While the obedient hackery of the legendarily foul mouthed
Paul Dacre keep
trying to wrest control of the news agenda back from Mil The Younger, and
play the victim in order to garner support for their cause (with zero success
thus far), nobody has yet noticed that the assumption underpinning so many of
the attacks on Miliband père is totally without foundation – except for
insistence and hot air.
Marx and Engels statue, Berlin
At the bear pit that is Telegraph
blogs, many contributors’ posts link to an
earlier piece by deputy editor Benedict “famous
last words” Brogan, “Whether he
hated Britain or not, Ralph Miliband was one of the Cold War's bad guys”.
Thus the game was given away in the headline: Ralph Miliband took no part in
the Cold War. So why is Brogan trying to link him to it?
Ah well. “Before 1989
the divide between the good guys and bad guys was clear, because the bad guys
were out to do us in” he goes on, which, if he means the Warsaw Pact
countries, is at best contentious and at worst mere paranoia. “Labour wanted unilateral disarmament, and
some of its members were all too willing to excuse communism and play the role
of useful idiot for the tyrants of Moscow”.
That’ll be the “fellow
traveller” myth, then. And what does this have to do with Ralph Miliband?

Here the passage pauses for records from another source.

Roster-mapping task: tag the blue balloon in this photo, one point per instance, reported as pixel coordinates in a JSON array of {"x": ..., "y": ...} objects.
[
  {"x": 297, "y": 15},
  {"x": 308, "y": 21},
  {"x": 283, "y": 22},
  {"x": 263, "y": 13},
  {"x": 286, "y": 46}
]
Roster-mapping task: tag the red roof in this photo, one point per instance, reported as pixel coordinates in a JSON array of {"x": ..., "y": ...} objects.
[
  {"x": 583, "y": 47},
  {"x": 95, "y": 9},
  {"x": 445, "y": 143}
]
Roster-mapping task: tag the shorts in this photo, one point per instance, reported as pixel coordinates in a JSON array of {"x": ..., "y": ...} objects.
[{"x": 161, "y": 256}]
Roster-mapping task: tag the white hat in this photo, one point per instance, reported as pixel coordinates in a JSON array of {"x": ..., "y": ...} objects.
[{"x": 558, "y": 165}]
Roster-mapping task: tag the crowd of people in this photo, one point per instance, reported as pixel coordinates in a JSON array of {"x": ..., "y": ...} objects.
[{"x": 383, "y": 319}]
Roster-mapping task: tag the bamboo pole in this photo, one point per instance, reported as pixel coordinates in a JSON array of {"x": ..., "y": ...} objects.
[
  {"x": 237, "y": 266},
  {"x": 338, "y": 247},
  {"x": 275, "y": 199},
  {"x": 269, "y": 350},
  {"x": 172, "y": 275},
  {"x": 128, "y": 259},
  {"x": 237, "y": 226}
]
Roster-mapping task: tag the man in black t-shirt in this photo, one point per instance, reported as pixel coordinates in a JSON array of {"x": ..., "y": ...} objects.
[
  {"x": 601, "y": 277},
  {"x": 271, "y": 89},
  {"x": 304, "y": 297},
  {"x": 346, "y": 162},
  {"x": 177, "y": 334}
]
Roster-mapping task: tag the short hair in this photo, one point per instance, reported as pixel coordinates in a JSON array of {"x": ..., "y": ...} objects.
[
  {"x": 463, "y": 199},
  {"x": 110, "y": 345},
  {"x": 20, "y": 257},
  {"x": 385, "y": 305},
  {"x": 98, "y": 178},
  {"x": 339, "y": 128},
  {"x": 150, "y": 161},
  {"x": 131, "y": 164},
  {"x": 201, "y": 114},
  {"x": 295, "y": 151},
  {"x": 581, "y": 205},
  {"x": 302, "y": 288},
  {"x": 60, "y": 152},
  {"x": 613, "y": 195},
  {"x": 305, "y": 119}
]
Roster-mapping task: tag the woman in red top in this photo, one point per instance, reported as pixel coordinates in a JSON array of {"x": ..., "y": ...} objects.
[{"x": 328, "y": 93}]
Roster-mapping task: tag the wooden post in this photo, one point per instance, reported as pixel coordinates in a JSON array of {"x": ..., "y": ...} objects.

Here goes: “back then, he was one of the
bad guys ... the key point surely is that Marxism hated – hates – Britain ... before
the Marxists ... lost the argument, it wasn't just some academic debate: it was
deadly serious ... Ralph Miliband ... was on the side of those who wanted to turn
Britain into something dreadful”.
The assumption is that Marxism equals what was practiced in
the Soviet Union and its satellite states, and that Miliband père supported that. And this is total bullshit on both counts. Marxism does
not equal totalitarianism or dictatorship, and Ralph Miliband went on record
frequently to denounce such practices. His Marxism was one rooted in democracy –
Brogan’s own paper says so.
Sadly, without the
Soviet connection, the idea that Ralph Miliband was some kind of fellow traveller
collapses, and much of the knocking copy with it, for instance the
smear job by Michael Burleigh in the Mail,
where he tries to link Miliband père to Josef Stalin, because he knew someone
who was a member of the Communist Party. That’s how lame the basis for much of
this really is.
The singularly
unsavoury Rod Liddle does not rise above that level: other than to suggest that
Ralph Miliband wasn’t a very good writer, he
asserts that “when Miliband
began his work” Marxism “was a potent threat to our way of life”.
Again, the Cold War Soviet false assumption. Only by assuming that Miliband père supported something he definitely did not support can the assertion be
stood up.
That is why most of
this knocking copy is so much rubbish. No
change there, then.
Any chance of some digging into Quentin letts (not) statement that Ralph miliband wanted us to lose the Falklands War.